The question of whether Merkel could truly have prevented what Putin unleashed in 2022 is ultimately unanswerable. However, what can be said with well-founded analytical certainty is this: the policies Merkel and Gabriel jointly championed instilled in Putin for decades the conviction that his revisionism was cost-effective. And when Merkel relinquished office in 2021, she was acutely aware of how weak her own position had become – “in terms of power politics, you're finished.”.
A verdict that doesn't completely exonerate anyone
The primary and ultimate responsibility for the war in Ukraine lies with Vladimir Putin. This is undeniable and must be the starting point for any analysis. However, the political decisions made by European and German politicians in the decades leading up to February 24, 2022, significantly shaped the strategic environment in which Putin made his decision.
Merkel knew who she was dealing with. She said so herself: For "many, many years" she had been aware that Russia posed a serious threat. Nevertheless, she increased energy dependence, blocked Ukraine's NATO accession, and pursued a diplomacy based on dialogue without consequences. This is not malicious intent—it is a strategic miscalculation of historic proportions.
Gabriel, in turn, has employed the same logic through his involvement in Nord Stream 2 and his promotion of negotiation formats lacking clear leverage. When he praises Merkel today as a potential war preventer, he is defending a policy for which he himself bears some responsibility.

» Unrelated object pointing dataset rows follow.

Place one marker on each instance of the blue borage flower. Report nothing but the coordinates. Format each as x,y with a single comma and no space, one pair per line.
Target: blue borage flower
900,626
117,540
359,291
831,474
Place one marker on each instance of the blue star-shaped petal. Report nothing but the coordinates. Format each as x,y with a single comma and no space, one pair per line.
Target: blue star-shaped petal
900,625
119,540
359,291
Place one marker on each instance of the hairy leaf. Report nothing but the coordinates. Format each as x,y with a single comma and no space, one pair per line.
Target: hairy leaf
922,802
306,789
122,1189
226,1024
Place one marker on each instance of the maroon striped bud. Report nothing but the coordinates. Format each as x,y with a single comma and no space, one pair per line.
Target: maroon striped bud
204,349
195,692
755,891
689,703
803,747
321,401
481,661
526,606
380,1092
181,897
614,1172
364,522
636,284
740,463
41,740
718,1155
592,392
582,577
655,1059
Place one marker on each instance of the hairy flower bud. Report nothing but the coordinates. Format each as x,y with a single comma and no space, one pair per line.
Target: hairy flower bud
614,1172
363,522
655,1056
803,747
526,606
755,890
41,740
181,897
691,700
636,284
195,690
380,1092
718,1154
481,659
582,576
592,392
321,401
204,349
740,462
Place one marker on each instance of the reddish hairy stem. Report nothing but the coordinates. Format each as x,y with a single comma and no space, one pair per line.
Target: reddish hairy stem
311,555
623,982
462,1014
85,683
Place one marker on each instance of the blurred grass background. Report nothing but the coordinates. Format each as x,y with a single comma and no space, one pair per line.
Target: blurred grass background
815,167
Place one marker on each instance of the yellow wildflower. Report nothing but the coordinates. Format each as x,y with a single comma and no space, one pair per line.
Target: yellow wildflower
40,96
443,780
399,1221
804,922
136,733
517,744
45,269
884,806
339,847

This does not diminish the intellectual seriousness of his contribution to the current debate – but it does color it.
And the SPD, which Gabriel accuses of being "suicidal" for playing the opposition role in a coalition, carries the oldest legacy of this tradition: a rhetoric of peace that at times served its own identity more than the actual security of Europe. The call for negotiations, for dialogue, for a mediator like Merkel – all this sounds like a sense of responsibility. However, in a world where appeasement is interpreted as weakness and weakness provokes war, this rhetoric is precisely what the history of German policy towards Russia represents: the best-intentioned path in the wrong direction.